But Oregon City's facing some of the same issues: old water lines. Hacked off when the city raised water rates in 1994, citizens there amended the city's charter to require that the rates be rolled back. After a lot of legal skirmishing, it was decided that the rates would revert to roughly their 1994 levels after a bond used to finance water system improvements was repaid. That happens next year, and now city officials are pushing to amend the amendment because they still have a bunch of century-old pipes that are going to need replacing. At least they've been spending ratepayer money on the water and sewer systems, unlike their counterparts in Porkland; city "leaders" there have treated ratepayer funds as a personal piggybank for years, leading to litigation that is still in process.
Mayor Charlie Hales' proposed budget reduces water and sewer rate spending for nonessential programs by more than $3.5 million. Among other things, Hales proposes to eliminate the Bureau of Healthy Working Rivers, saving $780,000 a year in sewer rate funds, and transfer the cost of operating large park fountains to Parks & Recreation, which will save the Water Bureau $477,178 a year.
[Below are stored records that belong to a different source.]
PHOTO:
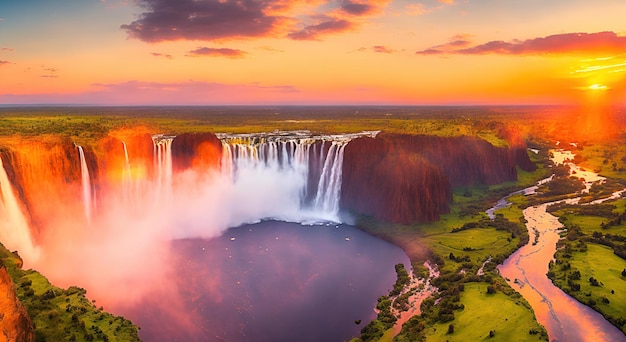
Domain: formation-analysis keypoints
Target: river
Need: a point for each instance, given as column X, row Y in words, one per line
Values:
column 564, row 317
Back when Porkland City Councilor Randy Leonard was in charge of the water bureau, he spent some $1.5 million in ratepayer funds to build a nice new headquarters for the Porkland Rose Festival Association - among numerous other diversions. Before you knew it, Randy and his pal, former mayor Sammy Adams, were taking water and sewer ratepayer funds for all sorts of pet projects:
They included a program financing campaigns for public office (which Councilor Amanda Fritz used to successfully enter Portland City Council), purchasing unused land from the Riverview Cemetery, paying for the Portland Harbor Superfund cleanup, and relocating water pipes in advance of transit projects.
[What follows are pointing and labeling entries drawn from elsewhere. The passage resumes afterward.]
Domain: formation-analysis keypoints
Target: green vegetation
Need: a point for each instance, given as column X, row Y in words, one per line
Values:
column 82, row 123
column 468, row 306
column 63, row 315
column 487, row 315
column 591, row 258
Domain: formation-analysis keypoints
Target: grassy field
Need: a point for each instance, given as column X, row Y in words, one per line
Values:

Porkland's still saddled with hundreds of miles of old pipes, rates keep going up, and people have had just about enough: citizens, when given a chance to vote on it, killed the "publicly-owned" campaign funding, and lawsuits are going through the courts, with litigants demanding that the Portland City Council repay some $50 million to ratepayers that was illegaly frittered away on things entirely unrelated to delivery of water and sewer services.
Shortly before his unlamented departure from City Hall, the Randmeister arrogantly stated that if he had it to do over again, he would. Theft and deception have never been a problem for him. Oregon City residents should count their blessings.